I'm trying to come up with a function that will replace all the blank spaces in a string with "%50" or similar and I know I'm messing up something with my types but can't seem to figure it out I have been trying the following (yes I have imported Data.Char)

newLine :: String -> String
newLine xs = if x `elem` " " then "%50"

I also tried the if then else statement but really didn't know what to do with the else so figured just lowercase all the letters with

newLine xs = [if x `elem` ' ' then '%50' else toLower x | x<-xs]

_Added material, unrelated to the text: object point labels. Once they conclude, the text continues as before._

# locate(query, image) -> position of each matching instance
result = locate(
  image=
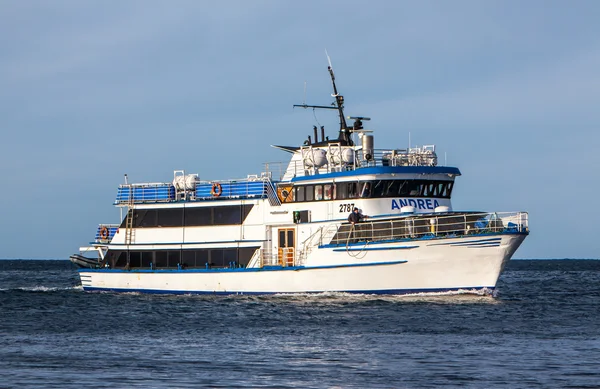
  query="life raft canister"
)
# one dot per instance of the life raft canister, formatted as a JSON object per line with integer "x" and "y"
{"x": 216, "y": 189}
{"x": 104, "y": 233}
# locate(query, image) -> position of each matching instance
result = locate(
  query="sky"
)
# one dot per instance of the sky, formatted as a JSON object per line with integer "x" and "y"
{"x": 509, "y": 91}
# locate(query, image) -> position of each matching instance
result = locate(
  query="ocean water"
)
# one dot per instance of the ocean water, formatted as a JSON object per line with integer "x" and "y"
{"x": 540, "y": 330}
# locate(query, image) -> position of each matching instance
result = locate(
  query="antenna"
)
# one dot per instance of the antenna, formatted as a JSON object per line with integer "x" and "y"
{"x": 304, "y": 101}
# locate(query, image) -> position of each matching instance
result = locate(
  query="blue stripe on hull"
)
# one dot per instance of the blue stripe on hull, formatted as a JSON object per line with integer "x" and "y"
{"x": 375, "y": 248}
{"x": 386, "y": 291}
{"x": 238, "y": 270}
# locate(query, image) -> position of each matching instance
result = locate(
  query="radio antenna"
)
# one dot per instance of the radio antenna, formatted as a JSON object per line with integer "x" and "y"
{"x": 304, "y": 101}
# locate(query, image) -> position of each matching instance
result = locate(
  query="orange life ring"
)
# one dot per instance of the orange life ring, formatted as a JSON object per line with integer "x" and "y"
{"x": 216, "y": 190}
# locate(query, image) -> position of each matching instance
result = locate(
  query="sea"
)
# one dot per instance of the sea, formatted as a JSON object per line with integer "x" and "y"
{"x": 540, "y": 329}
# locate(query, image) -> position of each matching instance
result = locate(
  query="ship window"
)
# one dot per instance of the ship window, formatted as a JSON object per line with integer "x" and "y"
{"x": 198, "y": 216}
{"x": 170, "y": 217}
{"x": 173, "y": 258}
{"x": 365, "y": 191}
{"x": 328, "y": 192}
{"x": 146, "y": 218}
{"x": 227, "y": 215}
{"x": 310, "y": 193}
{"x": 216, "y": 258}
{"x": 229, "y": 255}
{"x": 201, "y": 258}
{"x": 135, "y": 259}
{"x": 161, "y": 259}
{"x": 449, "y": 187}
{"x": 245, "y": 254}
{"x": 318, "y": 192}
{"x": 352, "y": 190}
{"x": 117, "y": 258}
{"x": 245, "y": 211}
{"x": 146, "y": 258}
{"x": 299, "y": 193}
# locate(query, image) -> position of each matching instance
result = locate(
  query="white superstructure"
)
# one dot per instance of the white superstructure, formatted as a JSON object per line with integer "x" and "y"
{"x": 287, "y": 230}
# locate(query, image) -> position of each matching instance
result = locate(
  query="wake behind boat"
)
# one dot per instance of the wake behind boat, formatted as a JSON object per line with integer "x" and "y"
{"x": 291, "y": 232}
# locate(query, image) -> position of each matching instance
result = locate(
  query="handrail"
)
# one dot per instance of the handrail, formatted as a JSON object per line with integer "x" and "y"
{"x": 433, "y": 226}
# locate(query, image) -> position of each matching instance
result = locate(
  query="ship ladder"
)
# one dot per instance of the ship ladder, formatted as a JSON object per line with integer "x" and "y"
{"x": 129, "y": 232}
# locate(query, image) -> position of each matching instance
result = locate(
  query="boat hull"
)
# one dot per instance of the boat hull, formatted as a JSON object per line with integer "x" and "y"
{"x": 470, "y": 264}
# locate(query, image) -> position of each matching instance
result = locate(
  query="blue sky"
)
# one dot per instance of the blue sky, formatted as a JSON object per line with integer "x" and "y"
{"x": 509, "y": 90}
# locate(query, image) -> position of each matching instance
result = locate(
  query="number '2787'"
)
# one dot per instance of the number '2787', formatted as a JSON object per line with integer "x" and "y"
{"x": 346, "y": 207}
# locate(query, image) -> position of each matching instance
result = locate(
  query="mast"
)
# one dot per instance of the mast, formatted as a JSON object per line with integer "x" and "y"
{"x": 344, "y": 135}
{"x": 339, "y": 101}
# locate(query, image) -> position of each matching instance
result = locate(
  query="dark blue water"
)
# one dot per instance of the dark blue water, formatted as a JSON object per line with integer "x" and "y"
{"x": 542, "y": 330}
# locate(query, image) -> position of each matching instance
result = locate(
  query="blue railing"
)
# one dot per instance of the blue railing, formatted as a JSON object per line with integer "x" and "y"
{"x": 145, "y": 193}
{"x": 157, "y": 193}
{"x": 105, "y": 232}
{"x": 232, "y": 189}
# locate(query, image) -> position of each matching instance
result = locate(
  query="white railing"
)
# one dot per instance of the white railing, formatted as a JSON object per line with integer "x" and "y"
{"x": 415, "y": 156}
{"x": 284, "y": 256}
{"x": 433, "y": 226}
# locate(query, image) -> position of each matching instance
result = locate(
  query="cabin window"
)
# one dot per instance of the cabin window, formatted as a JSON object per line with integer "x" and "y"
{"x": 173, "y": 258}
{"x": 216, "y": 258}
{"x": 310, "y": 193}
{"x": 245, "y": 254}
{"x": 146, "y": 218}
{"x": 170, "y": 259}
{"x": 318, "y": 192}
{"x": 170, "y": 217}
{"x": 161, "y": 259}
{"x": 198, "y": 216}
{"x": 300, "y": 193}
{"x": 365, "y": 191}
{"x": 135, "y": 259}
{"x": 147, "y": 258}
{"x": 327, "y": 191}
{"x": 189, "y": 217}
{"x": 227, "y": 215}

would like the else statement to simply do nothing but have searched and found no way of doing that so i figured if everything was lowercase it wouldn't really matter just trying to get this to work.

Answer 1

import Data.List
newLine :: String -> String
newLine  = intercalate "%50" . words 

Answer 2

Try simple solution

newLine :: String -> String
newline ""       = ""
newLine (' ':xs) = '%':'5':'0': newLine xs
newLine (x:xs)   = x: newLine xs

or use library function

Answer 3

To replace characters with possibly longer strings, one can follow this approach:

-- replace single characters
replace :: Char -> String
replace ' ' = "%50"
replace '+' = "Hello" 
replace c | isAlpha c = someStringFunctionOf c
replace _   = "DEFAULT"

-- extend to strings
replaceString :: String -> String
replaceString s = concat (map replace s)

The last line can also be written as

replaceString s = concatMap replace s

or even

 replaceString s = s >>= replace

or even

 replaceString = (>>= replace)

Answer 4

Well, the list comprehension is almost correct. Problem is:

• "%50" is not a valid character literal, so you can't have '%50'. If you actually mean the three characters %, 5 and 0, it needs to be a String instead.

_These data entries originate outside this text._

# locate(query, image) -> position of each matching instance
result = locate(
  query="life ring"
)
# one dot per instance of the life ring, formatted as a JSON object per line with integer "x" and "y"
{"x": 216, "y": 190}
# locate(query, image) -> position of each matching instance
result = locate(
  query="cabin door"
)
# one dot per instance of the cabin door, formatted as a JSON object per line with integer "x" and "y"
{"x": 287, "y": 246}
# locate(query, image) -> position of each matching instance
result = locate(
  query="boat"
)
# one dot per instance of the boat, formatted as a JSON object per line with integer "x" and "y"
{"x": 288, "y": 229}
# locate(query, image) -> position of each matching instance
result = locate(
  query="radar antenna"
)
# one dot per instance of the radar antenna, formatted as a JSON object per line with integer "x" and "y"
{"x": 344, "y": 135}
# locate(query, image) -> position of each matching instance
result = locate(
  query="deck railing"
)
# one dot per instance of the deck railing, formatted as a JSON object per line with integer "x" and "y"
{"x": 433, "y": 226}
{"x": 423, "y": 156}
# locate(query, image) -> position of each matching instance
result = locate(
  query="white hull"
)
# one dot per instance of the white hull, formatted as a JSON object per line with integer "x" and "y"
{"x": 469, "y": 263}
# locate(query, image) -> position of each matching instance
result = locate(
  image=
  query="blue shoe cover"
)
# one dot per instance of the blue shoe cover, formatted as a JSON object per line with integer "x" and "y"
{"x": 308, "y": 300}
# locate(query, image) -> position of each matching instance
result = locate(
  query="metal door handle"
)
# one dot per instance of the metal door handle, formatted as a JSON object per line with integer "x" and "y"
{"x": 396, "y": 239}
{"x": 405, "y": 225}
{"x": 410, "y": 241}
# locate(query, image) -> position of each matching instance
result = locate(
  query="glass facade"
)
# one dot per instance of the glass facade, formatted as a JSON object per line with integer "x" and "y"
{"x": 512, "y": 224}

• ' ' is a correct character literal, but the character x can't be element of another char. You certainly mean simply x == ' '.

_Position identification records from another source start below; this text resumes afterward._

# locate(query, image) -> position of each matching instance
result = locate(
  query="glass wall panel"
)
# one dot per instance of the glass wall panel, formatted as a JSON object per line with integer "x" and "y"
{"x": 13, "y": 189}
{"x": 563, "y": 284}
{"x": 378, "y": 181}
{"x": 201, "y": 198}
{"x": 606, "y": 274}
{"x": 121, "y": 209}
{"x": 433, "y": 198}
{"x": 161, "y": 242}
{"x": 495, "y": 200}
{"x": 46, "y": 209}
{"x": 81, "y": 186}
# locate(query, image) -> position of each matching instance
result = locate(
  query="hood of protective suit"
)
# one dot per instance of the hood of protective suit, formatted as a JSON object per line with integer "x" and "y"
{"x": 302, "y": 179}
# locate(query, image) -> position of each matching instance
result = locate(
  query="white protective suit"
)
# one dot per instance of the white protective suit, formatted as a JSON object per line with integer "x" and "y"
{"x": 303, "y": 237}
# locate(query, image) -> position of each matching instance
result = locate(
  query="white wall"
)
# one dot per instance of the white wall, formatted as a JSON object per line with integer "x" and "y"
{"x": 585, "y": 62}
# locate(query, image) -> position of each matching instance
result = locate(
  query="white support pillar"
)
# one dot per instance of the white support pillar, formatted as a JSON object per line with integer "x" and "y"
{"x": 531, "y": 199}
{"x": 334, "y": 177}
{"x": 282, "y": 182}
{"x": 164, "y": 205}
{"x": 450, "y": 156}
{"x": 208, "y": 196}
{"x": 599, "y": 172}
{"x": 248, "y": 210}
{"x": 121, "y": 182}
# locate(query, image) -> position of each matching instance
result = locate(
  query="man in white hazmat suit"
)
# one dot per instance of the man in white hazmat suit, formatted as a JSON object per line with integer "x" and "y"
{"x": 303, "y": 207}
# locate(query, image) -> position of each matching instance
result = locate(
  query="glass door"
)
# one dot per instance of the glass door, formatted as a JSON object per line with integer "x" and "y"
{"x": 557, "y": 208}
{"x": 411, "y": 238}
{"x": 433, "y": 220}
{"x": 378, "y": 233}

Now that would suggest the solution

    [if x == ' ' then "%50" else toLower x | x<-xs]

but this doesn't quite work because you're mixing strings ("%50") and single-characters in the same list. That can easily be fixed though, by "promoting" x to a single-char string:

    [if x == ' ' then "%50" else [toLower x] | x<-xs]

The result has then type [String], which can be "flattened" to a single string with the prelude concat function.

     concat [if x == ' ' then "%50" else [toLower x] | x<-xs]

An alternative way of writing this is

     concatMap (\x -> if x == ' ' then "%50" else [toLower x]) xs

or – exactly the same with more general infix operators

     xs >>= \x -> if x == ' ' then "%50" else [toLower x]

Answer 5

You're running into type mismatch issues. The approach you're currently using would work if you were replacing a Char with another Char. For example, to replace spaces with asterisks:

newLine xs = [if x == ' ' then '*' else toLower x | x<-xs]

Or if you wanted to replace both spaces and newlines with asterisks, you could use the elem function. But note that the elem function takes an array (or a String, which is the same as [Char]). In your example, you were trying to pass it a single element, ' '. This should work:

newLine xs = [if x `elem` " \n" then '*' else toLower x | x<-xs]

However, you want to replace a Char with a String ([Char]). So you need a different approach. The solution suggested by viorior looks good to me.